Lu Fuki & Divine Providence (Local event October 2017)



On Saturday night, local jazz group Lu Fuki and Divine Providence performed at The Bottom Line coffee house, located on Third Street in Detroit, just off of the Wayne State campus. According to the event’s Facebook page, Lu Fuki and Divine Providence are “a collective of jazz musicians formed by bandleader Lu Fuki, who felt the need to connect hearts through sound in order to promote solidarity, freedom, and social action.”
            The group features seven members: a drummer, keyboardist, bassist, saxophonist, two electric guitarists, and a percussionist who also plays the violin. People gathered and drank coffee and tea in the venue while the band played about five songs from 9:30 to 10:45 P.M. When describing the group’s music, percussionist & violinist Aaron McCoy Jacobs said “We do a combination of classical, Indian, and jazz, and then I throw in some Middle Eastern and African, so we have four continents of music all coming together.”       
The concept that influences the group and brought them together is spirituality. “I met him [Lu Fuki] at a meditation thing we were doing in Flint,” said Jacobs. “I would go to his apartment every other day and we’d come up with random shit, just violin and guitar, and the neighbors would knock on the door and tell us not to stop.”

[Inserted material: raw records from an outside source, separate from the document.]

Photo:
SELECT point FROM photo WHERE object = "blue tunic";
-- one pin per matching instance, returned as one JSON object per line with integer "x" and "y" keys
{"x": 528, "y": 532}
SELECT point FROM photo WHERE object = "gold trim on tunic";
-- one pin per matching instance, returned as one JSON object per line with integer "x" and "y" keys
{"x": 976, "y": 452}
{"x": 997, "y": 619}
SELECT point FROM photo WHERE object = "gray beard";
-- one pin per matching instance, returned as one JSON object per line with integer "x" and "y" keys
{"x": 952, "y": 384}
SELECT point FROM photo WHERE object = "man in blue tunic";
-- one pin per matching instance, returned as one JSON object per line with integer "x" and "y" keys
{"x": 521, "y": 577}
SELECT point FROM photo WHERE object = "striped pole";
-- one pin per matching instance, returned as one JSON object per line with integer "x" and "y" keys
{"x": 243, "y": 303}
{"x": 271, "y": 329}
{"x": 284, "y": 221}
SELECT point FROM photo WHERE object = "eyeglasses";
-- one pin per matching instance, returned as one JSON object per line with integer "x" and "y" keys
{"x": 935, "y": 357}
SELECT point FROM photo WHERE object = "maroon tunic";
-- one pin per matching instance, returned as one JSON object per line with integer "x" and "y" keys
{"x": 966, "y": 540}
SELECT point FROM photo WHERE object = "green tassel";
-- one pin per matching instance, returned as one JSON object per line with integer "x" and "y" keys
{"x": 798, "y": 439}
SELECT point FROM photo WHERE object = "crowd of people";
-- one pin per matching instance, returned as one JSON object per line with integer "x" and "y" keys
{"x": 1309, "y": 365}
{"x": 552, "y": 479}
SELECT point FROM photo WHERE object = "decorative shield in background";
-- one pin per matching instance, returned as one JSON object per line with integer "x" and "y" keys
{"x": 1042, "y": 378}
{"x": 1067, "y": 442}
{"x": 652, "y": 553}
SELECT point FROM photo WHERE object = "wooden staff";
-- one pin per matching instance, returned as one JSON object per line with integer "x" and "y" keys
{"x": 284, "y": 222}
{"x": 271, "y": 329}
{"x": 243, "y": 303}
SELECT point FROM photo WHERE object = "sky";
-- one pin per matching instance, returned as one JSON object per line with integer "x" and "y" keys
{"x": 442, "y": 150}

            The two guitarists in the group, Fuki and his wife Tazeen Ayub, draw influence from the practice of Sufism, often called Islamic Mysticism, says the Facebook page. According to patheos.com, Sufism is a Muslim movement whose followers seek to find divine truth and love through direct encounters with God. “Because music doesn’t have a physical form, it is the most divine and the most spiritual form of art.” Ayub, the lead vocalist, said between songs. “For us, that’s why we’re all musicians, it’s coming straight from the soul and its a way to connect hearts.”